L’attività delle “fiamme gialle” del 3° Nucleo Operativo Metropolitano di Roma è stata indirizzata a disarticolare la filiera distributiva del tabacco Pakistano “Snus”.
Le operazioni si sono sviluppate attraverso capillari controlli di piccoli esercizi commerciali della capitale, permettendo di sottoporre a sequestro oltre Kg. 300 di tabacco privo del regolare contrassegno del Monopolio di Stato.

La successiva analisi della documentazione acquisita, corroborata dalla permanente attività di intelligence sul territorio e da numerosi appostamenti ha permesso di individuare il sito di stoccaggio del tabacco, localizzato in un magazzino nel comune di Aprilia.
sospetti dei militari si sono concentrati su un’autovettura elettrica di lusso in uso ai soggetti monitorati, notata mentre era collegata a una stazione di ricarica (wallbox) installata sulla parete esterna di un magazzino formalmente intestato a un prestanome.

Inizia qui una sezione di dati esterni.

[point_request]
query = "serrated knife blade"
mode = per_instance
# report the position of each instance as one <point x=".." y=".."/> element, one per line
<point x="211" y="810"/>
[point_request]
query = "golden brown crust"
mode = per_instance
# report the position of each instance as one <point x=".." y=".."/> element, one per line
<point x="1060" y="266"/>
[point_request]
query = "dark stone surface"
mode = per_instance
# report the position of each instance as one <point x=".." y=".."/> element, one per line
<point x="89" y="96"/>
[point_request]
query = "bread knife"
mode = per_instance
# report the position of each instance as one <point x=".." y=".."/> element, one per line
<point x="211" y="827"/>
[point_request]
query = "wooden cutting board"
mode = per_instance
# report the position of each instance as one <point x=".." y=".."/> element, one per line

La successiva perquisizione del locale, eseguita in piena sinergia operativa tra il Comando Provinciale di Roma e il Comando Provinciale di Latina, con il supporto sul campo dei finanzieri della Tenenza di Aprilia, ha permesso di rinvenire 40 scatole celate tra bancali di prodotti alimentari, dove sono erano stipati oltre 650 chilogrammi di tabacco pakistano “Snus”.
Lo “Snus” è un tabacco umido in polvere destinato all’uso orale la cui vendita è espressamente vietata in tutta l’Unione Europea (fatta eccezione per la Svezia) dall’articolo 17 della Direttiva Europea 2014/40/UE per motivi di tutela della salute pubblica. Di conseguenza, l’introduzione e la commercializzazione sul territorio nazionale di tale prodotto integrano a tutti gli effetti la fattispecie del contrabbando
L’intero quantitativo di tabacco sequestrato nell’operazione (oltre 950 chilogrammi complessivi) avrebbe potuto garantire proventi illeciti stimati in oltre 200.000 euro, determinando al contempo un danno per le casse dello Stato, in termini di accise e IVA evase, di circa 190.000 euro.

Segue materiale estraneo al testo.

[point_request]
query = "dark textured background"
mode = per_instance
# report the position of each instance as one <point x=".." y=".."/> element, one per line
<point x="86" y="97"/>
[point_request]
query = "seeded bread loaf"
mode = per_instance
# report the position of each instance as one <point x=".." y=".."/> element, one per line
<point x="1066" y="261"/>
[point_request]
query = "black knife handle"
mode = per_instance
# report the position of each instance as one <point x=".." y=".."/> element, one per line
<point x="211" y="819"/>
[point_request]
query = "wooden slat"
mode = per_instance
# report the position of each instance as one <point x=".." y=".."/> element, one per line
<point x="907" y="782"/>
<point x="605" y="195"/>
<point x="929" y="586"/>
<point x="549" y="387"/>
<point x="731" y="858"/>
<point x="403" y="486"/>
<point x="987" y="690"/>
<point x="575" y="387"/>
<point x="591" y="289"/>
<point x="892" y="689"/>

Che cos’è lo Snus e perché è illegale
Lo Snus è un tabacco umido in polvere che non viene fumato ma consumato per via orale.
Solitamente confezionato in piccole bustine simili a quelle del tè, viene posizionato tra il labbro superiore e la gengiva per permettere alla nicotina di entrare direttamente nel circolo sanguigno attraverso le mucose della bocca.
Nonostante la Svezia goda di una deroga storica, la Direttiva Europea 2014/40/UE ne vieta espressamente la commercializzazione in tutti gli altri Stati membri per ragioni di tutela sanitaria. In Italia, l’introduzione di questo prodotto è considerata a tutti gli effetti contrabbando, poiché sfugge ai controlli dei Monopoli e alle normative sulla sicurezza dei consumatori
Per i responsabili è scattata la denuncia piede libero all’autorità giudiziaria di Latina, mentre il tabacco e il magazzino di stoccaggio sono stati posti sotto sequestro per le successive indagini.
Si precisa che il procedimento penale si trova nella fase delle indagini preliminari e che, fino a eventuale sentenza definitiva, vige il principio di presunzione di innocenza nei confronti delle persone sottoposte a indagine.